Use your balanced equation to calculate the volume of 0.12 M Na3PO4 to stoichiometrically react with the 3.0 mL of Co (NO3)2. Show your work.
You don't have enough information.
mols Na3PO4 = M x L but I don't see a L.
Same for the Co salt, no M
To calculate the volume of 0.12 M Na3PO4 needed to react with 3.0 mL of Co(NO3)2, we need to use the balanced equation and the stoichiometry of the reaction.
The balanced equation for the reaction is:
2 Co(NO3)2 + 3 Na3PO4 -> Co3(PO4)2 + 6 NaNO3
From the balanced equation, we can see that the stoichiometric ratio between Co(NO3)2 and Na3PO4 is 2:3.
First, let's convert the volume of Co(NO3)2 to moles using its molarity:
Molarity = moles / volume
Rearranging the equation:
moles = Molarity × volume
Given that the volume of Co(NO3)2 is 3.0 mL (which is the same as 0.003 L) and assuming the molarity of Co(NO3)2 is also 0.12 M, we can calculate the moles of Co(NO3)2:
moles of Co(NO3)2 = 0.12 M × 0.003 L = 0.00036 moles
Since the stoichiometric ratio between Co(NO3)2 and Na3PO4 is 2:3, the moles of Na3PO4 needed will be:
moles of Na3PO4 = moles of Co(NO3)2 × (3/2) = 0.00036 moles × (3/2) = 0.00054 moles
Finally, let's convert the moles of Na3PO4 to volume using its molarity:
Volume = moles / Molarity
Given that the molarity of Na3PO4 is 0.12 M, the volume of Na3PO4 needed will be:
Volume of Na3PO4 = 0.00054 moles / 0.12 M = 0.0045 L
Converting the volume to milliliters:
Volume of Na3PO4 = 0.0045 L × 1000 mL/L = 4.5 mL
Therefore, the volume of 0.12 M Na3PO4 needed to stoichiometrically react with 3.0 mL of Co(NO3)2 is 4.5 mL.

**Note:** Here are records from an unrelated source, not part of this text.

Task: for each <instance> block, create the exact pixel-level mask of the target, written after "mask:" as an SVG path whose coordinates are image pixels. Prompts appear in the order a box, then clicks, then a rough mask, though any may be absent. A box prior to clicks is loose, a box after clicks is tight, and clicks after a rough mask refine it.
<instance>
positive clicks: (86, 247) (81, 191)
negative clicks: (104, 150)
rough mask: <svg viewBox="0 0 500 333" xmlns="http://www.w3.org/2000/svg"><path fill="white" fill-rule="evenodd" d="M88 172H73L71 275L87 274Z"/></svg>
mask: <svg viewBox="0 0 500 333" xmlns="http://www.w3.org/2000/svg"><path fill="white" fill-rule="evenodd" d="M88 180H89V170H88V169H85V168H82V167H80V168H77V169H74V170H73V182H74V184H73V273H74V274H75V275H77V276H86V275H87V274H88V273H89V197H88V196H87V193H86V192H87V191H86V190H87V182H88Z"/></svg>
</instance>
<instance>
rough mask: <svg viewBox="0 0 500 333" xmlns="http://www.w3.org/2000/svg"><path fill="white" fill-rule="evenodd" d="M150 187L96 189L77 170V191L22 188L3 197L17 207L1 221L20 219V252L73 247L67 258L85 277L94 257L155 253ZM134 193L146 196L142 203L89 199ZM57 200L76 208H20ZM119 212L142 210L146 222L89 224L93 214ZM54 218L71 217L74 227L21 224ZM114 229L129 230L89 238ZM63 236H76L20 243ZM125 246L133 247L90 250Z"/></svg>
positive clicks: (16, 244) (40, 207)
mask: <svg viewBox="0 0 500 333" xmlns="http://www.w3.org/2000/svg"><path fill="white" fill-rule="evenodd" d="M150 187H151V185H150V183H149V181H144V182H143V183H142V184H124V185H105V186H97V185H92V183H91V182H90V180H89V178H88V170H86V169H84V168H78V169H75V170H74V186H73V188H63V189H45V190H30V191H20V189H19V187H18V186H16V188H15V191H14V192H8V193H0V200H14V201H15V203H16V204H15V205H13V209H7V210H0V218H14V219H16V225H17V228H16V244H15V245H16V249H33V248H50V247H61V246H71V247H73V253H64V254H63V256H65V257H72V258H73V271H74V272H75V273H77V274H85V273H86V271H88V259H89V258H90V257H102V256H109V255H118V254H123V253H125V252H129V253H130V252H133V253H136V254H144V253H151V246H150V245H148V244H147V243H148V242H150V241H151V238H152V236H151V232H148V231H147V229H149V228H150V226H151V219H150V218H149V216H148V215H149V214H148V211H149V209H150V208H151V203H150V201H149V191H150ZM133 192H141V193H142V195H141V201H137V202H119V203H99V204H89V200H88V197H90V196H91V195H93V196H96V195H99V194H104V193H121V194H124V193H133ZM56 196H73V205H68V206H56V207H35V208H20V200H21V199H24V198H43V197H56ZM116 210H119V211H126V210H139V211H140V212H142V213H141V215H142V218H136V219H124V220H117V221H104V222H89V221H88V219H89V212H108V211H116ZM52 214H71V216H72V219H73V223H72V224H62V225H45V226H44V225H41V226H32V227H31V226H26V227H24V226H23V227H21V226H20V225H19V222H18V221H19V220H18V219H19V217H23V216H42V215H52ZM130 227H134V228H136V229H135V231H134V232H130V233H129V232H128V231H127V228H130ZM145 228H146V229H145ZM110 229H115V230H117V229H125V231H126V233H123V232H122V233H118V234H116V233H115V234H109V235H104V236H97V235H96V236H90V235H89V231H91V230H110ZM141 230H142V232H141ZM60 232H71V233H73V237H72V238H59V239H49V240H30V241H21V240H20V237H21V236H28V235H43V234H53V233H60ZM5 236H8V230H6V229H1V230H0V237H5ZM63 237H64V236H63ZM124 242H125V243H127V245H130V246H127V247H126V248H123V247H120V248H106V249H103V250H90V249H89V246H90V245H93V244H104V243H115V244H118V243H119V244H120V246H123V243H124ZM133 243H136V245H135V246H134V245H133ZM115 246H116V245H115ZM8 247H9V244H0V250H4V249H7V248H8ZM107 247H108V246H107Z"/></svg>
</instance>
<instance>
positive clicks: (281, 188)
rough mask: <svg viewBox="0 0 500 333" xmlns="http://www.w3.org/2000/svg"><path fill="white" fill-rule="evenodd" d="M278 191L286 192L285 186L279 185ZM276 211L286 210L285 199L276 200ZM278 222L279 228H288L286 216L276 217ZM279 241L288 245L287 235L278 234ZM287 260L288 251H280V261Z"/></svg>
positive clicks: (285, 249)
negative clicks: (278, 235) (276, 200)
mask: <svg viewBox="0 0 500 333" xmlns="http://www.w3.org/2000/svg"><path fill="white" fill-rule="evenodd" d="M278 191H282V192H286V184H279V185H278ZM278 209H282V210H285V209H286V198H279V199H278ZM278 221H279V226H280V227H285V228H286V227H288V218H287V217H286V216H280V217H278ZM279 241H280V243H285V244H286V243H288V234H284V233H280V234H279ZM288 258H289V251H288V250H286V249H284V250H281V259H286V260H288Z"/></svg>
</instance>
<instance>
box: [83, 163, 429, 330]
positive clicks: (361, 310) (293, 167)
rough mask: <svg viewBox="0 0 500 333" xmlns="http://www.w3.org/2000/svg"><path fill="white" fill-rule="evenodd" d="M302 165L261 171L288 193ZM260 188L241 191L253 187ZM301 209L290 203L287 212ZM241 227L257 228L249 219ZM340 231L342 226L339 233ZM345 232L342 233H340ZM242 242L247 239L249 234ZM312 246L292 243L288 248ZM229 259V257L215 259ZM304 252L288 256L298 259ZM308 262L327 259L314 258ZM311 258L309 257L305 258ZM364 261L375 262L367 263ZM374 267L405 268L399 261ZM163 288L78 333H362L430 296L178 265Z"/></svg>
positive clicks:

To calculate the volume of 0.12 M Na3PO4 needed to stoichiometrically react with 3.0 mL of Co(NO3)2, we first need to write a balanced equation for the reaction between Na3PO4 and Co(NO3)2:
3 Na3PO4 + 2 Co(NO3)2 -> Co3(PO4)2 + 6 NaNO3
From the balanced equation, we can see that the molar ratio between Na3PO4 and Co(NO3)2 is 3:2. This means that for every 3 moles of Na3PO4, we need 2 moles of Co(NO3)2.
Given that the concentration of Na3PO4 is 0.12 M, we can convert this to moles per liter (Molarity = moles/volume in liters):
0.12 M Na3PO4 = 0.12 moles/L
Now, we need to determine the number of moles of Co(NO3)2 in the given volume of 3.0 mL. To do this, we'll perform a conversion using the molar concentration of Co(NO3)2:
Moles of Co(NO3)2 = Concentration x Volume
Moles of Co(NO3)2 = 0.12 M x (3.0 mL / 1000 mL/L) = 0.00036 moles
Since the molar ratio between Na3PO4 and Co(NO3)2 is 3:2, we can determine the number of moles of Na3PO4 needed to react with 0.00036 moles of Co(NO3)2:
Moles of Na3PO4 = (2/3) x Moles of Co(NO3)2
Moles of Na3PO4 = (2/3) x 0.00036 moles = 0.00024 moles
Finally, we can determine the volume of 0.12 M Na3PO4 needed to achieve 0.00024 moles:
Volume = Moles / Concentration
Volume = 0.00024 moles / 0.12 M = 0.002 L = 2.0 mL
Therefore, 2.0 mL of 0.12 M Na3PO4 is needed to stoichiometrically react with 3.0 mL of Co(NO3)2.